Subcritical Spheroidization Annealing of Cold-Rolled Cr-Mo Microalloyed Medium-Carbon Steel with Different Initial Microstructure

According to the industrial production process of fine-blanking steel (including hot rolling, cold rolling, and spheroidization annealing), a Cr-Mo-microalloyed medium-carbon steel is taken as the research object for laboratory simulation in this paper. The ferrite+pearlite (F + P) and ferrite+bainite (F + B) are obtained by changing coiling temperature during hot rolling conduct cold rolling with 25%, 50%, and 75% total reduction and subcritical annealing at 740 degrees C for 1-8 h. Microstructure evolution during spheroidization annealing is studied and analyzed by an electron probe microanalyzer, electron back-scattered diffraction, DICTRA simulation, transmission electron microscopy, and microhardness tester. Compared with F + P, the dislocation density distributed to the ferrite of F + B during cold rolling is higher.

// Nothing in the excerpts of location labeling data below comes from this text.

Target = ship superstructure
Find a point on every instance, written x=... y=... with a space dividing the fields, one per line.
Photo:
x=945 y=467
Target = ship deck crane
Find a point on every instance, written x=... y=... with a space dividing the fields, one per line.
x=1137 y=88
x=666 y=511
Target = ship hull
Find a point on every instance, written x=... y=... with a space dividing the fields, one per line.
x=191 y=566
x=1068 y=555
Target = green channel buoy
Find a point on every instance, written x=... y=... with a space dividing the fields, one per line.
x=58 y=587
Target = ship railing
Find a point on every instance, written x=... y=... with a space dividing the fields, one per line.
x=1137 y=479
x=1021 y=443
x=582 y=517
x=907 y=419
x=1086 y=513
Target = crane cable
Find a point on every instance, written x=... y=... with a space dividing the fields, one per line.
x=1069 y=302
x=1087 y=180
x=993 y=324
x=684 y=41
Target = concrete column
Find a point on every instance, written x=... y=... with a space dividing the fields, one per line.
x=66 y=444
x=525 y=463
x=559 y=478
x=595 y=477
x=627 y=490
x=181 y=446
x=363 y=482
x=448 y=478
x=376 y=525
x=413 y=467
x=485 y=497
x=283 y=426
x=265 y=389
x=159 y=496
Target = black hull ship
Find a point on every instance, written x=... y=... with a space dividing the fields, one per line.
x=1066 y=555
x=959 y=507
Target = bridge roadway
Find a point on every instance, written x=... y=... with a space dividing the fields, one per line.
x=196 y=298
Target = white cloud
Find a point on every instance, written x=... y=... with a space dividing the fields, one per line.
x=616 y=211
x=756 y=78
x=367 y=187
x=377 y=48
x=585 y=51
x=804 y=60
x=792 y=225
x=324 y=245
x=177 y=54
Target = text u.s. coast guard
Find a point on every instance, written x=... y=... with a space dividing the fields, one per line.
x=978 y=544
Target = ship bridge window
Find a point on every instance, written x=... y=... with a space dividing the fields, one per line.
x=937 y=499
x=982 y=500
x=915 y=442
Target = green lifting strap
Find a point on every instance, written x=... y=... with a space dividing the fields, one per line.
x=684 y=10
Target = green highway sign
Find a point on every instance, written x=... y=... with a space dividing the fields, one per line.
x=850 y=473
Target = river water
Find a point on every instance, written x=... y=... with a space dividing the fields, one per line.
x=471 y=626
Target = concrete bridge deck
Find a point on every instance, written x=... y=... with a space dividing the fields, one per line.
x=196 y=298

The cold-rolled F + B microstructure shows the rapid spheroidization annealing behavior, which leads to the uniform distribution of finer spherical carbides and the full recrystallization of the ferrite matrix. In addition, properly increasing the reduction of cold rolling can also speed up the spheroidization process of carbide. Herein, a 50% reduction is determined to be the most suitable cold-rolling process parameter for carbide spheroidization. Moreover, the recrystallization of ferrite is enhanced with the increase of cold-rolling reduction.